Christopher Nolan’s version of the character was not a good vs. evil morality play. It showed the perspective of the opposing characters and the consequences of their actions. Heath Ledger’s Joker did not want money. He was trying to prove a point. Aaron Eckhardt’s Harvey Dent sought to be the white knight who worked within the confines of the law with the help of Batman, who worked outside those confines with the tacit participation of the Gotham City Police Department, its commissioner, and the DA’s office.

Affleck’s Batman was unfairly criticized because of the scripts, yet Affleck was effective in the role as a world weary and older Wayne/Batman who wondered if he had any impact at all and if that impact was a net positive. He just kept doing it because he didn’t know what else to do with himself, eventually confronting an existential threat in Superman that he feared could destroy the planet. By then, the stories were so far gone that there was no bringing them back to something intelligible. Batman v Superman was a mishmash of stuff thrown in, seemingly at the last moment or at the behest of some producer who had no innate knowledge nor concern about the characters.

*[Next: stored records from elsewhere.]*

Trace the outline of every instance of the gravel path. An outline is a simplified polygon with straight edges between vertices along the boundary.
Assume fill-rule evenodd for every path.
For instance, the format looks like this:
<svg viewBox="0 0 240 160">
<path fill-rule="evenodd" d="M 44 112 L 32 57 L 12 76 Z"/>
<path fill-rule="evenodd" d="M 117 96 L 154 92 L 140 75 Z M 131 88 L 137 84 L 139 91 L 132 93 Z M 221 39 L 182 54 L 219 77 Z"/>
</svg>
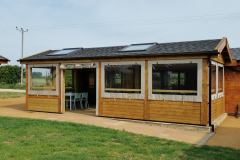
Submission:
<svg viewBox="0 0 240 160">
<path fill-rule="evenodd" d="M 228 116 L 215 132 L 206 145 L 240 149 L 240 118 Z"/>
<path fill-rule="evenodd" d="M 0 92 L 22 92 L 22 93 L 25 93 L 26 90 L 21 90 L 21 89 L 1 89 L 0 88 Z"/>
</svg>

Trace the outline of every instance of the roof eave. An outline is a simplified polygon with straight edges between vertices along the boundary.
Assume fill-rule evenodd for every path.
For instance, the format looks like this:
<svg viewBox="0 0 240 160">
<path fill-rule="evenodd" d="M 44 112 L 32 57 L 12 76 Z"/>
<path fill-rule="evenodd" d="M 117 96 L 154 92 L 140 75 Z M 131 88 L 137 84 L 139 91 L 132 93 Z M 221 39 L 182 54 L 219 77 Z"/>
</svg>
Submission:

After Joker, the easy response is to go heavy on the brooding symbolism, but Pattinson’s Batman needs more nuance. Whereas Affleck’s Batman had been at it for two decades and realized what he was doing was not only fruitless but might have been making things worse, if Reeves is adhering to the conventional Batman wisdom, Pattinson’s Batman is seeking to right wrongs and prevent others by enduring what he, despite his life of wealth and privilege, has faced as the son of two murdered parents, shot in a robbery before his very eyes.

The moral ambiguity in any Batman film is self-evident, but worsens as he ages. Initially, right and wrong is relatively clear. It takes time before Batman can be cast as something other than a do-gooder, but as what he is: a legitimately deranged psychopath who just happens to be confronting so-called evil with a code never to kill. This is not something that can be accomplished when he has just begun his journey. His association with the GCPD and especially Commissioner Jim Gordon and Dent is one of expediency to achieve their ends.

Pattinson is far enough removed from his days as a ludicrous and reluctant teen heartthrob from the Twilight series and its intrinsically mockable vampire character that he can pull off the Batman role. Few ridiculed it better than the brief and still-missed Beavis and Butt-head reboot.

Still, the costumes do look to be tilting in the direction of a Joker-style concept rather than other interpretations.

A key problem that The Batman faces is straddling the line of credulity that every superhero film must navigate. If, as the rumors and casting suggests, the storyline is taking massive chunks from the 1996-97 comic miniseries The Long Halloween, Reeves has an even thinner line to tread than the usual neo-realism with a heavy dose of disbelief suspension.

Complete with some tired and lazy storytelling techniques like faked deaths, inexplicable disguises, multiple perpetrators in the puzzling denouement, the style was superior to the substance in a basically enjoyable storyline. Presumably, Reeves wants to do better than that and will use portions of the comic series while discarding others to suit the narrative.

The characterizations and how the actors perform in the roles is and will always be secondary to the story. If the script is convoluted and nonsensical as was Batman v Superman or is worse than a Saturday morning cartoon like Batman and Robin, then it’s not going to work.

If they’re heading in the direction of having Batman’s career as a crime fighting zealot with deep psychosis as he traverses a complex case early in his career while he still believes he is a force for good, then they’re on the right track. Trying to cram everything into one film with no reason for doing so will be a repeat of the disastrous versions which spawned the spin to Joker to begin with. The reinvigorated interest will be extinguished immediately by making the same mistakes other filmmakers made in the past.